Cada individuo tiene su propio temperamento. Su educación integral, comenzando por la dada desde la familia, le moldea; igual las experiencias de la vida, las relaciones interpersonales, incluso el ejercicio de la política.
En ese marco, quien ejerce el poder ha de considerarse un ciudadano más, si bien con una alta responsabilidad; a no sentirse ni más ni menos con los demás, con mayor razón con sus opositores; a comprender que es un personaje público, por lo tanto, sujeto a ser fiscalizado, a ser criticado por sus decisiones y omisiones, y, en el peor de los casos, a ser hasta odiado.
La templanza, saber controlarse a sí mismo, la capacidad para, si es del caso, ceder; la inteligencia para dejarse ayudar y asesorar, para entender que no siempre tendrá la vedad ni es infalible, abonarán para un correcto y patriótico ejercicio del poder.

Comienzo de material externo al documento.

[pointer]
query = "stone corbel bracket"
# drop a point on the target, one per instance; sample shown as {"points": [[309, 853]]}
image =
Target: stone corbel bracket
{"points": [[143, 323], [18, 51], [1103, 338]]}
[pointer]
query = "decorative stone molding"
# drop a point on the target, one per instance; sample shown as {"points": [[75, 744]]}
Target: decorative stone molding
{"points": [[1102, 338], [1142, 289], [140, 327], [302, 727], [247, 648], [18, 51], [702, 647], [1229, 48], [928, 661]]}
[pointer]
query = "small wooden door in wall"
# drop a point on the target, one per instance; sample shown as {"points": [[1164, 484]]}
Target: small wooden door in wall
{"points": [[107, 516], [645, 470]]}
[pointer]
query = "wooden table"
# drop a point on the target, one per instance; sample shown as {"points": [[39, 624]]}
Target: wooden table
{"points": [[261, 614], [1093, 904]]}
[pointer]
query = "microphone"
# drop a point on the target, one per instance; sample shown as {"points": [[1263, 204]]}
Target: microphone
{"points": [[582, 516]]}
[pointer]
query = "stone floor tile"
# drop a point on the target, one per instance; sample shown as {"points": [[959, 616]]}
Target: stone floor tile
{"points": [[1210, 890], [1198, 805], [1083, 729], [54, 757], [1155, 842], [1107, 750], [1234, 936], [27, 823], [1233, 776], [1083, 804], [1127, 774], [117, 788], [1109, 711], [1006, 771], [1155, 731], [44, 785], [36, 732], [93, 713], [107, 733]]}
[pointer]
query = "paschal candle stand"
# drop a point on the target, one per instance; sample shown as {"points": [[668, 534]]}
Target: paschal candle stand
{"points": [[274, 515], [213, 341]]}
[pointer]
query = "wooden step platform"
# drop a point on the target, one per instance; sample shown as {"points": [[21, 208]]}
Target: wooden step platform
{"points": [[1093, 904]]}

Lamentablemente, en estos días se ha visto cómo autoridades elegidas por el pueblo se “salen de casillas”, se muestra, aún en público, como “peleones de barrio”, confrontan en alto tono de voz, demuestran cuan intolerantes son, prevalidas del poder, logrado, muchas veces, gracias a un golpe de suerte.
No respetan y se dejan perder el respeto, no hacen honor a la función. No quedan mal o en ridículo únicamente ellas, sino hacen quedar mal a las ciudades a las cuales representan.
El talante de un buen político se deja ver aun por los pequeños detalles.